While studying I came upon this problem in which I don't really know how to solve.
Let $C[0,1]$ be the space of continuous functions on $[0,1]$ with the sup norm. Let
\begin{equation} M = \left\{f \in C[0,1] : \int_{1}^{\frac{1}{2}} f - \int_{\frac{1}{2}}^{1} f = 1\right\} \end{equation}
Show that $M$ is a closed convex set which contains no minimal norm element.
I have thought of the following solution. However, I am not sure if it is correct.
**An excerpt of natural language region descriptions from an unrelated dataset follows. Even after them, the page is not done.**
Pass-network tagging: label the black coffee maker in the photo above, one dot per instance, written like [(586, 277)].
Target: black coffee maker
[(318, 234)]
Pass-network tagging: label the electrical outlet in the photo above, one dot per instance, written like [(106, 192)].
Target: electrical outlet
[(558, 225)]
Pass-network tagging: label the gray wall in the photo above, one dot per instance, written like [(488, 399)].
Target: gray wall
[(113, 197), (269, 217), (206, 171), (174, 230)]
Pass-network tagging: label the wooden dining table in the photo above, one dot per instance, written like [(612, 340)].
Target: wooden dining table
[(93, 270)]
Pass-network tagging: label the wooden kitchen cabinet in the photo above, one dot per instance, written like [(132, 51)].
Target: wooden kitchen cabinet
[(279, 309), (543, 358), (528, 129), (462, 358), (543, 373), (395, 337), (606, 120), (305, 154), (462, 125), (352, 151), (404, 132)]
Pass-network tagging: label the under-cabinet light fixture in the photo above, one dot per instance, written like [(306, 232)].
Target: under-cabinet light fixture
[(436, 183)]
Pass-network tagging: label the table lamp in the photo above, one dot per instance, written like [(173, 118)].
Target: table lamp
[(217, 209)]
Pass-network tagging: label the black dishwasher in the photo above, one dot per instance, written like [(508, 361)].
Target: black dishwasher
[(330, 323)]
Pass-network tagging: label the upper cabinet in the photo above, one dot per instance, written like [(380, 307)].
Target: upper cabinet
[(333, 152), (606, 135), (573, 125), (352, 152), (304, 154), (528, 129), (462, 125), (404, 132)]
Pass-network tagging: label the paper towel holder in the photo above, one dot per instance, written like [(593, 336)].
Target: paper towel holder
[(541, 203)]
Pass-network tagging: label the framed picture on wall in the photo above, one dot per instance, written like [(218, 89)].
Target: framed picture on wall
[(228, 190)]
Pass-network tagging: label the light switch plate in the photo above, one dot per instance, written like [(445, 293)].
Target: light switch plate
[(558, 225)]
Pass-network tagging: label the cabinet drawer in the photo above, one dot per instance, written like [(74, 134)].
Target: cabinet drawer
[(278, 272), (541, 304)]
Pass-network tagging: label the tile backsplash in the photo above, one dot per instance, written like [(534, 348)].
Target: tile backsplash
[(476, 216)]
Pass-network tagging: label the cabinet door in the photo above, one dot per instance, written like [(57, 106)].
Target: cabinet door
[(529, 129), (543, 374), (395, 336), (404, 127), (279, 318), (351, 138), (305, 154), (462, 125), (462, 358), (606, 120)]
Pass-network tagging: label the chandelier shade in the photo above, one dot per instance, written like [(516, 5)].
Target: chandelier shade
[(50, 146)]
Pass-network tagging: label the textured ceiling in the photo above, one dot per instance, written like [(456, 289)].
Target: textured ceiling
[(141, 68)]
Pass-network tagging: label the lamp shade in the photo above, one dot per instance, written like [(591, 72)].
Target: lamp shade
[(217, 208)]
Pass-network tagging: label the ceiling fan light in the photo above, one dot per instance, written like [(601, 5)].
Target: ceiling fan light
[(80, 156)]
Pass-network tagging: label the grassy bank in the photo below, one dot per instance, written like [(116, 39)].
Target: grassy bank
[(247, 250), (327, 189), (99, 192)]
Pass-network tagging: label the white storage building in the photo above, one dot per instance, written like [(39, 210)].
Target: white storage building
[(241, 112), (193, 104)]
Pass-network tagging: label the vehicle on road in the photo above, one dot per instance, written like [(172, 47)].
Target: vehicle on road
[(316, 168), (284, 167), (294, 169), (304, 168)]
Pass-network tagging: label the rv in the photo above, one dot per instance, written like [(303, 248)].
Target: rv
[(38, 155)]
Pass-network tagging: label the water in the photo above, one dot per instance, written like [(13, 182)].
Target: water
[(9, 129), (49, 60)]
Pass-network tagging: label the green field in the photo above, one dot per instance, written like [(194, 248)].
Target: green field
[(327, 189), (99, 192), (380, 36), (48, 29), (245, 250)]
Pretty sure I am missing something.
- Closedness
Let $ M \text{ be defined as } M = \{ f \in C[0,1] : \int_{1}^{\frac{1}{2}} f - \int_{\frac{1}{2}}^{1} f = 1 \} $
To show that $M$ is closed it must contain all its limit points. Consider a sequence $f_n \in M$ converging to some $f$ in $C[0,1]$. We need to show that $f \in M$.
For any $f_n \in M$ we have $\int_{1}^{\frac{1}{2}} f_n - \int_{\frac{1}{2}}^{1} f_n = 1$.
Now, consider the limits as $n$ approaches infinity: $\lim_{{n \to \infty}} \left( \int_{1}^{\frac{1}{2}} f_n - \int_{\frac{1}{2}}^{1} f_n \right) = \int_{1}^{\frac{1}{2}} f - \int_{\frac{1}{2}}^{1} f.$
Since $f_n$ converges to $f$ , the limits on both sides are equal. Therefore, $ \int_{1}^{\frac{1}{2}} f - \int_{\frac{1}{2}}^{1} f = 1 $, and $f \in M$ . This implies that $M$ is closed.
- No Minimal Norm Element:
To show that $M$ contains no minimal norm element. In other words, for any $ f \in M $, there exists $ g \in M $ such that $\|g\| < \| f \|$ .
Consider a function $ f \in M $ such that $ \int_{1}^{\frac{1}{2}} f - \int_{\frac{1}{2}}^{1} f = 1 $.
Now we define a function $g$ as $ g(x) = f(x) - \epsilon $, where $ \epsilon > 0 $. $g$ is also in $M$ because:
$ \int_{1}^{\frac{1}{2}} g - \int_{\frac{1}{2}}^{1} g = \int_{1}^{\frac{1}{2}} (f(x) - \epsilon) - \int_{\frac{1}{2}}^{1} (f(x) - \epsilon) = 1 - \epsilon(1-1) = 1. $
So, $g$ is also in $M$ , and $\| g \| < \| f \|$ because $g$ is obtained by subtracting a positive constant $ \epsilon $ from $f$.
Any feedback?
Thank you.